È così che il gruppo dei 5 architetti, attraverso la rivista “Parametro”, inizia una fitta corrispondenza con la Fondazione Le Corbusier di Parigi per recuperare i disegni originari e stabilire il contatto fondamentale con coloro che, ancora viventi, affiancarono Le Corbusier nell’originario progetto, primo fra tutti Josè Oubrerie. Inizia così una fervente attività fatta di scambi epistolari e di viaggi a Parigi. La scelta del quadrante della città, designato ad ospitare il risorto padiglione non è casuale. Compreso tra l’asse di via Stalingrado a ovest e il quartiere San Donato ad est è stato fino agli anni ’50 debolmente infrastrutturato. Nel 1970, grazie al progetto per il distretto fieristico, a quello per il Palazzo dei Congressi e le Torri direzionali, si appresta a divenire il quartiere dei grandi progetti che hanno il compito di infrastrutturare la città in una ottica di terziario avanzato. Lì si deve collocare il gemello italiano dell’opera di Le Corbusier. Così è.

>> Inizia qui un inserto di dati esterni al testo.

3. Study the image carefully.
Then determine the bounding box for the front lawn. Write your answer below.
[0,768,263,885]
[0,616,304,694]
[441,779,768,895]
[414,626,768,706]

Del resto alcuni anni prima, nel 1961, Giuseppe Campos Venuti, assessore all’urbanistica del Comune di Bologna presenta un piano per la città che ha il compito di avviare una “stagione aurea” dell’urbanistica bolognese. Da una parte la conservazione della città storica e, contemporaneamente, la creazione di un nuovo centro direzionale, che assegna proprio al quadrilatero di via Stalingrado, la sede ideale in cui ospitare le nuove forme di progettazione della città contemporanea. Quale miglior luogo dunque in cui far “rinascere una fenice”? La ricostruzione, che vede la luce grazie al lavoro degli architetti Glauco e Giuliano Gresleri e dell’architetto Josè Oubrerie riesce ad aggregare consensi attorno a un’idea che, nel riagganciarsi al passato, si proietta ben oltre il presente rappresentando l’atto fondativo di un ambizioso progetto culturale: la creazione in quello spazio di un centro internazionale di studio e documentazione e di ricerca dell’abitare (Oikos).

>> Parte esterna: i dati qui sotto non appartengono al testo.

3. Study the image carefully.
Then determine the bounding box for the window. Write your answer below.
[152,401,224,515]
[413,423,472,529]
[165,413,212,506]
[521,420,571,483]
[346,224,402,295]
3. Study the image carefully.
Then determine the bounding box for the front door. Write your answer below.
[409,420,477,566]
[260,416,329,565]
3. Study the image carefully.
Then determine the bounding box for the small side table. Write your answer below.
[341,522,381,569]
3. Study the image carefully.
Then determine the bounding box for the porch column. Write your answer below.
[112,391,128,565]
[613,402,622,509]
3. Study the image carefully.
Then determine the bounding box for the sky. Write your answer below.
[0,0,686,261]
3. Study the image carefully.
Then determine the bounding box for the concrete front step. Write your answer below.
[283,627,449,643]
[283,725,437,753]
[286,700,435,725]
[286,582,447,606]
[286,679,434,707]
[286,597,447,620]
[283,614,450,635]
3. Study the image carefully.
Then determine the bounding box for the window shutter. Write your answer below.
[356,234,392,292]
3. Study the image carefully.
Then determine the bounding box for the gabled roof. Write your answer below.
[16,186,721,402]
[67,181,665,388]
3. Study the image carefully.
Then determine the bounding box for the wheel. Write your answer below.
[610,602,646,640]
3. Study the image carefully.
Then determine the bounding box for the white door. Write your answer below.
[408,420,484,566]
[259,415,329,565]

Dal 1975 ad oggi alterne sono le vicende che hanno caratterizzato le sorti e i destini del Padiglione dell’Esprit Nouveau, meta insistente in tutti questi anni, di giovani laureandi in architettura e architetti provenienti da tutto il mondo, considerato un unicum in quanto copia perfetta di un originale scomparso.

Finalmente, nel 2018 la Regione Emilia-Romagna, ha restituito alla collettività questo edificio attuando un capillare e certosino intervento di restauro. Dal mese di novembre il padiglione ospita la mostra Phoenix. Il Padiglione de l’Esprit Nouveau tra costruzione e restauro, curata da Maria Beatrice Bettazzi, Jacopo Gresleri, Paolo Lipparini, con la consulenza di Giuliano Gresleri. Una mostra realizzata con il contributo della Regione, dell’Archivio storico dell’Università di Bologna e dell’IBC, che ci restituisce l’idea di una meravigliosa “fatica”, quella compiuta da un gruppo di architetti illuminati che hanno, con tenacia, saputo parlare, e ancora oggi lo fanno, a intere generazioni di “ideatori di città”.

 

Nota 1. L’arrivo di Kenzo Tange a Bologna è descritta negli scritti di Giuliano Gresleri, Glauco Gresleri, Kenzo Tange e l’utopia di Bologna.Bologna Nord Centro ecumenico Fiera District, atti del convegno all’Oratorio dei Filippini, Bologna University Press, Bologna, 2010.